A friend of mine was puzzled by the whole idea of tabletop RPGs, so I thought I'd give a little example of how such things work. We'll use the "Dungeons & Dragons" game as our example, since it's the most popular one out there (and pretty darn entertaining, too).
-=-=-=-=-First, imagine a bunch of people sitting around a table. We'll call them Anne, Bob, Calvin, and Dennis. On the table there are hardcover rulebooks, paper, pencils, and some funny-looking dice.One of the players (Dennis) is the "Dungeon Master," or "DM," and he creates all the content and problems in the game, often on-the-fly. The other players (Anne, Bob, and Calvin) play the roles of different fantasy characters. These characters are called "player-characters," or "PCs," to differentiate them from the characters the DM makes up.To make things simpler, we'll start in the middle of the action. The PCs have been sent on a mission by the priests of Pelor to retrieve a potent holy artifact that has been stolen by a band of bandits. After some investigation, they are nearing the ruins of a church where they suspect the artifact is held.
Dennis: It's a cloudy night. There are shadows all around you as you walk into the town square. The church, according to your map, is about a quarter-mile away, at the end of the main road. Decrepit buildings on either side seem to hem you in. What do you do?
Anne (who is playing an elven wizard named Elanna): Is there any sign of life here?

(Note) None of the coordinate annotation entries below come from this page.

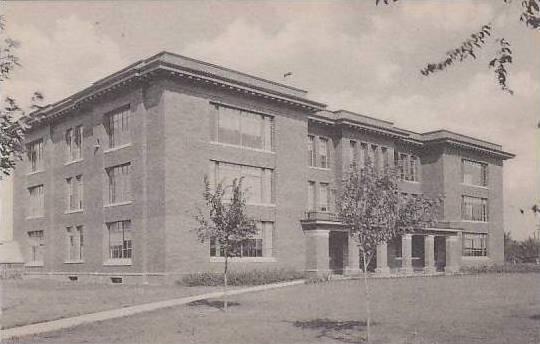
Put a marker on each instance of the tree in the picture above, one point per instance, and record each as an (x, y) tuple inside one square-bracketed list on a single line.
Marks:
[(224, 222), (529, 16), (371, 206), (11, 129)]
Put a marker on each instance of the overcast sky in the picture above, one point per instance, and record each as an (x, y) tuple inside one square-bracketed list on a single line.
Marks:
[(350, 55)]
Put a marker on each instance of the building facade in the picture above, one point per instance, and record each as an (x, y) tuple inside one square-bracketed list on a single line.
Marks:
[(114, 175)]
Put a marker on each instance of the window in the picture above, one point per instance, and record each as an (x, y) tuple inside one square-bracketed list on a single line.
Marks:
[(74, 193), (119, 183), (36, 206), (244, 128), (311, 196), (74, 243), (323, 197), (352, 152), (74, 143), (260, 245), (474, 244), (311, 150), (474, 173), (36, 242), (120, 244), (474, 209), (35, 155), (324, 153), (118, 127), (257, 183)]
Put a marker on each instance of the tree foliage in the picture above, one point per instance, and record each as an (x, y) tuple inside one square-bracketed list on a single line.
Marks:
[(529, 15), (224, 220)]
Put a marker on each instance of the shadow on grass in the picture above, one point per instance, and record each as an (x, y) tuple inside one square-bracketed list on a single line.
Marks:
[(344, 331), (213, 303)]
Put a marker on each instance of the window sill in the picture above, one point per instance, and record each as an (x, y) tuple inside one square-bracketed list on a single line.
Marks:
[(117, 204), (475, 186), (71, 162), (31, 173), (113, 149), (244, 259), (117, 262), (74, 211), (34, 264), (241, 147), (34, 217)]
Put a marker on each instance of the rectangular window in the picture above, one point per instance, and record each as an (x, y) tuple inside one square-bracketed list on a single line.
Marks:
[(74, 193), (36, 206), (474, 244), (474, 209), (311, 196), (352, 156), (311, 150), (244, 128), (260, 245), (36, 243), (35, 155), (324, 194), (120, 242), (74, 143), (258, 183), (474, 173), (119, 183), (74, 243), (117, 125), (324, 152)]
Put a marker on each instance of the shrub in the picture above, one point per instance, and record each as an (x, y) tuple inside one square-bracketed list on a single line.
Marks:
[(238, 278), (507, 268)]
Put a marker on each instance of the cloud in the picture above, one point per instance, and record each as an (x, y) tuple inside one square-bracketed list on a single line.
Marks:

Dennis: Not that you can see.
Calvin (playing a cunning thief named Rovan, who is along for the ride because the bandits reportedly have their big stash hidden in the church): Hmm. Why don't I search the neighboring buildings of the town for some...supplies.
Anne: We've got better things to do than loot abandoned houses, Rovan.

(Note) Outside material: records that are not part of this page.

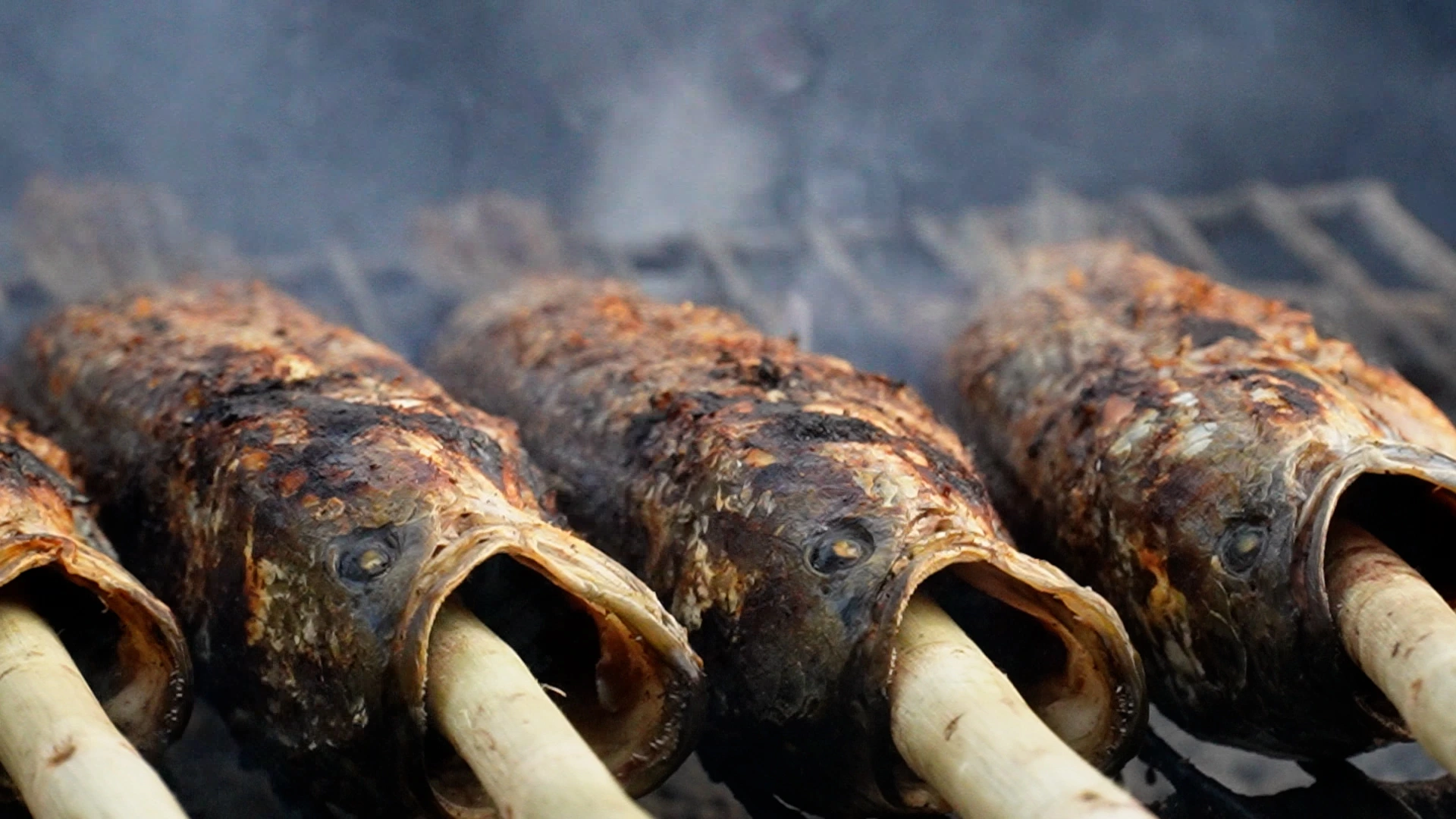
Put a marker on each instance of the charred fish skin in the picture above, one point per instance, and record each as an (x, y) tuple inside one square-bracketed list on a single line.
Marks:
[(306, 500), (783, 503), (1180, 447), (137, 665)]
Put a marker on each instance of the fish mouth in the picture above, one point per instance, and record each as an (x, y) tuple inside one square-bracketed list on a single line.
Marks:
[(617, 664), (1062, 646), (1404, 494)]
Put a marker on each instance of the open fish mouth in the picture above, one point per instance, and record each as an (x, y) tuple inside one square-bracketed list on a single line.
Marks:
[(1402, 493), (622, 672), (1072, 661)]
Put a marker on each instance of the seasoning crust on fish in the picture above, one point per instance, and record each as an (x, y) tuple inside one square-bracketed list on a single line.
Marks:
[(1181, 447), (786, 506), (306, 500), (124, 640)]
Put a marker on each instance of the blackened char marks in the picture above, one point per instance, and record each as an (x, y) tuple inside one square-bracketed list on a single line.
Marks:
[(821, 428)]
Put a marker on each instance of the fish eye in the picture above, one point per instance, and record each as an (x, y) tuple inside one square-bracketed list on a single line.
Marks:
[(842, 545), (364, 556), (1241, 545)]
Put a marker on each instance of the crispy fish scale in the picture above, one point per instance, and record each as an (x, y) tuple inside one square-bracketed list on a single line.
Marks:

Bob (playing a tough-as-nails dwarf fighter named Kelgan): Bah, enough of this mulling around! Why don't we go in to that church and hit these bandits head on?
Anne: Fine with me. As long as the dwarf's in front.
Calvin: All right. Let's get this over with. I guess the real prize is in there, anyway.
Dennis: Okay. You are right outside the church now. The building's in bad shape - the thatch roof is almost completely gone. There's a lock on the front door.
Calvin: I can handle that. I'm gonna try to pick the lock (rolls a 20-sided die and gets a 16). Okay, 16, plus 9 from my lockpicking skill, for a final result of 25.
Dennis: You deftly manipulate the crude tumblers in the lock. The hasp comes off with no trouble. Kelgan, you want to open the door and go in first?
Bob: Let's go. I draw my axe. I'm gonna kick the door in.
Calvin: I'll stand a ways back, with shortbow at the ready.
Anne: I cast Mage Armor on myself. Time to get my hands dirty, I suppose.
Dennis: Okay, with your heavy dwarven boots, you kick the door in (Rolls some dice and notes the result). You manage to surprise two shabbily-armored bandits, who have their swords drawn but weren't expecting you to come from their locked front door. You can act before them. What do you do?
Bob: I'll charge the lead bandit and swing at him with my axe (Rolls die). A final result of 24! Does that hit?
Dennis: Oh yeah. Roll your damage.
Dennis: Your axe easily bites through his crude leather armor. Kelgan, you literally cleave him in two, and his bloody torso falls a distance from the rest of his body. Rovan, how about you?
Calvin: Let loose an arrow into the other one (Rolls die). Rolled a 20 on the die.
Dennis: Critical threat. Roll to confirm.
Calvin: 16, plus 5 from my attack bonus and my dexterity stat. A hit? (Dennis nods, and Calvin rolls his damage dice). 15, from my triple critical damage and my sneak attack bonus.
Dennis: Your arrow sails right into the guy's forehead. He's down on the ground, dead.
Anne: Something's wrong. That was too easy.
Bob: Aye. The guards at the church of Pelor would be more than a match for these guys.
Dennis: Roll Spot checks (All the players roll dice and tell the DM the results). Ooh, all of you fail. As you guys are milling around, wondering why there aren't more of them and searching for the relic, you fail to see the bandits' blood pooling into an unholy symbol written on the floor. A great winged serpent, made of coagulated blood, rises from the floor. It roars, shaking the old building to its foundations. Elanna, roll a Spellcraft check - since you might recognize this process, you may not be surprised, and can thus take an action.
Anne: (Rolls and succeeds) Whew. I cast Fireball at the monster (Rolls damage).
Dennis: With a low roar, a ball of fire erupts right at the serpent. It obviously didn't like that, and it's stunned for a bit, but now most of the building is on fire, and the fire's spreading.
Calvin: Might be a good idea to get out now. I retreat out the way we came.
Dennis: The door's locked from the outside now!
Calvin: Oh crap.And so it goes. Will the PCs defeat this gruesome monster? Will they get out of the burning church? Who drew that unholy symbol - the bandits or someone even more evil? Will Rovan ever care about anything more than his next score? The players might succeed, they might fail, but they'll have fun doing it.